Sigh, well, it is Earth Day again.  I love this planet with its nitrogen skies, mighty oceans, super volcanoes, araucaria forests, and self-inflating parrots–to name a smattering of Earth’s numberless glories.  However this particular holiday always vexes me.  From the egregious murderer who claims to have co-invented it (and acted as MC at the countercultural first Earth Day in 1970), to the oodles of smug, media-friendly pseudo advice, to the “greenwash” which huge companies churn out to appear ecologically sensitive, the whole earth day movement seems a parody of humanity’s excess and hypocrisy rather than a real attempt to curb the same.

Nevertheless (if any readers are still with me) I have an earnest Earth Day post in the form of an apology to the poor dead whale whose garbage-filled carcass drifted up onto a Seattle beach two days ago.  The 37 foot long gray whale had 50 gallons of sludge in his stomach including plastic garbage like six-pack rings, sweat pants, and grocery bags. The whale was not killed by the waste in his system, but he was stressed, emaciated, alone, and had gashes on his head from being struck by boat propellers.

I’m a plastics manufacturer, a capitalist, and a consumer (although I am only really successful at consuming) and I feel like this is probably my fault as much as it is anyone’s.  I import vinyl China-goods from across the Pacific on container ships and ship them across the continent via petrol truck.  Additionally, I purchase all sorts of plastic things and trade goods from overseas.  I’m a carnivore who eats from factory farms.  It goes without saying that I eat as many anchovies, squid, crab and tasty sea creatures as I can fit in my stomach.  Likewise, I gorge myself on out-of-season fruits and vegetables (which must be shipped).  I like America’s big crazy military and I’m a technophile to boot.  I think that the solutions to our problems can only be found through learning more and building better stuff.

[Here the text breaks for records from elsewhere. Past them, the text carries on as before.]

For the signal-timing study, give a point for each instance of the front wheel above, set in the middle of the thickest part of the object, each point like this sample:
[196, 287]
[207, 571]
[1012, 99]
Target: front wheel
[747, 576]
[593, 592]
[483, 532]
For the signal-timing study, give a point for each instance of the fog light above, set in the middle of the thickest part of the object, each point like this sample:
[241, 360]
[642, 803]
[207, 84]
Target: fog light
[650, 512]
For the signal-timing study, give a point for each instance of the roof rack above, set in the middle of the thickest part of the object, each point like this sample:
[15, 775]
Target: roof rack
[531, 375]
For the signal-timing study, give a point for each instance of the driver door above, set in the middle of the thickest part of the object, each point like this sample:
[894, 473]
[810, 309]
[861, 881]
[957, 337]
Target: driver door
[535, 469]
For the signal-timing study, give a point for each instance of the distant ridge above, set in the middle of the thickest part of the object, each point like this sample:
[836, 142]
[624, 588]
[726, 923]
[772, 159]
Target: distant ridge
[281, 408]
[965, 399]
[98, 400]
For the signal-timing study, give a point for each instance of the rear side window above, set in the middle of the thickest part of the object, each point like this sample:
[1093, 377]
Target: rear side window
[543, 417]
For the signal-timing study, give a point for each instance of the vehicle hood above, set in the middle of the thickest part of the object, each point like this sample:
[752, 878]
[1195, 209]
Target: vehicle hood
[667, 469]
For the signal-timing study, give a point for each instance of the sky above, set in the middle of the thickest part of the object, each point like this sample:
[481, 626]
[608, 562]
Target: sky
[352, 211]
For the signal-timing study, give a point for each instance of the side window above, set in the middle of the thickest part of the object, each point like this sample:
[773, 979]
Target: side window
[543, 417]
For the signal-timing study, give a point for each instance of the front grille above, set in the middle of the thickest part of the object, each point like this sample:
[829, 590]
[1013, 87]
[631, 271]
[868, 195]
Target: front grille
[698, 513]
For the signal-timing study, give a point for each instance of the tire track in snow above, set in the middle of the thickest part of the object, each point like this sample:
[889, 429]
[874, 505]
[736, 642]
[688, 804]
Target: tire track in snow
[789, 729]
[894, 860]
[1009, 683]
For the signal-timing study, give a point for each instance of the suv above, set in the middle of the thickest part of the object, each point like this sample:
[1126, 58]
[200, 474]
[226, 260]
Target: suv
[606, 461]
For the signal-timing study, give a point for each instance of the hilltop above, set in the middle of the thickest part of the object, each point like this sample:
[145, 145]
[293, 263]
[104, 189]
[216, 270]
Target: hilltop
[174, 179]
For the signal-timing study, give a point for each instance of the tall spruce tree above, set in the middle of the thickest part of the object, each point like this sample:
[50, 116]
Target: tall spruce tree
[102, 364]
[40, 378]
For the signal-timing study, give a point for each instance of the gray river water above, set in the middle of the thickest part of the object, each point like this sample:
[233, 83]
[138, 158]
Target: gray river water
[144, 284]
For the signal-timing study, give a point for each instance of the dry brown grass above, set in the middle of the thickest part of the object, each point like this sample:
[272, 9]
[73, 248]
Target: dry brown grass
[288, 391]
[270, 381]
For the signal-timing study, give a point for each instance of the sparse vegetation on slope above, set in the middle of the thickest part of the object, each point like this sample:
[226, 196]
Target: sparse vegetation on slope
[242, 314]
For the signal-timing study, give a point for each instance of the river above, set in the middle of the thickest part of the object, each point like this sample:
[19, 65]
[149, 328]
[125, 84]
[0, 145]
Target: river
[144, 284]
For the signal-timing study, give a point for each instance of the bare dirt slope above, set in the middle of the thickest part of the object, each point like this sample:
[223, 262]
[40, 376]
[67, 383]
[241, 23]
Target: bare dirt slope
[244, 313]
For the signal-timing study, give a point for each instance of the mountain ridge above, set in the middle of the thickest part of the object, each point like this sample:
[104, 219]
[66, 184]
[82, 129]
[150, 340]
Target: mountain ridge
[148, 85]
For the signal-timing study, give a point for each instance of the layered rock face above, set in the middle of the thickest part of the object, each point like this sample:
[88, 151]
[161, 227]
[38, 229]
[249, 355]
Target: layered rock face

Can I defend these positions?  Yes: although I cast them in a stark light in that last paragraph, I think they are defensible and mostly logical—probably the best positions currently available given global realities.  Furthermore, reader, even if you say you are eco-friendly, your own actual positions are probably fairly similar: you may not like the military or own a toy company but you pay taxes and buy plastic junk. [I exempt vegetarians—you guys really are different and I rather admire you for it.]

But are my life and my outlook a problem for the earth’s ecosystem?  Yes, I think so.  We are eating the oceans empty and filling them with rubbish.  Frogs are dying off worldwide and crazy blights are everywhere killing bats and trees and bees (and whales).  Clearly something is wrong.

I am sorry, whale, for your death.  Like all good hearted people, I love cetaceans and it makes me sad that you are gone.  I accept my blame.  But I like people too: how many of our teaming billions must go unfed or unemployed if we really try to reign in capitalism?  How much will it truly help the whales (and the wee shrimpkins on which they feed) to be a locavore or wear a hemp mumu or create layer after layer of eco authority? I don’t know, and I don’t believe the people who claim to know.  From now on,  I’ll try harder to find out which ideas are workable solutions to our environmental ills and distinguish them from those which are only more subtle forms of greenwash.

Gray Whales are curious about people.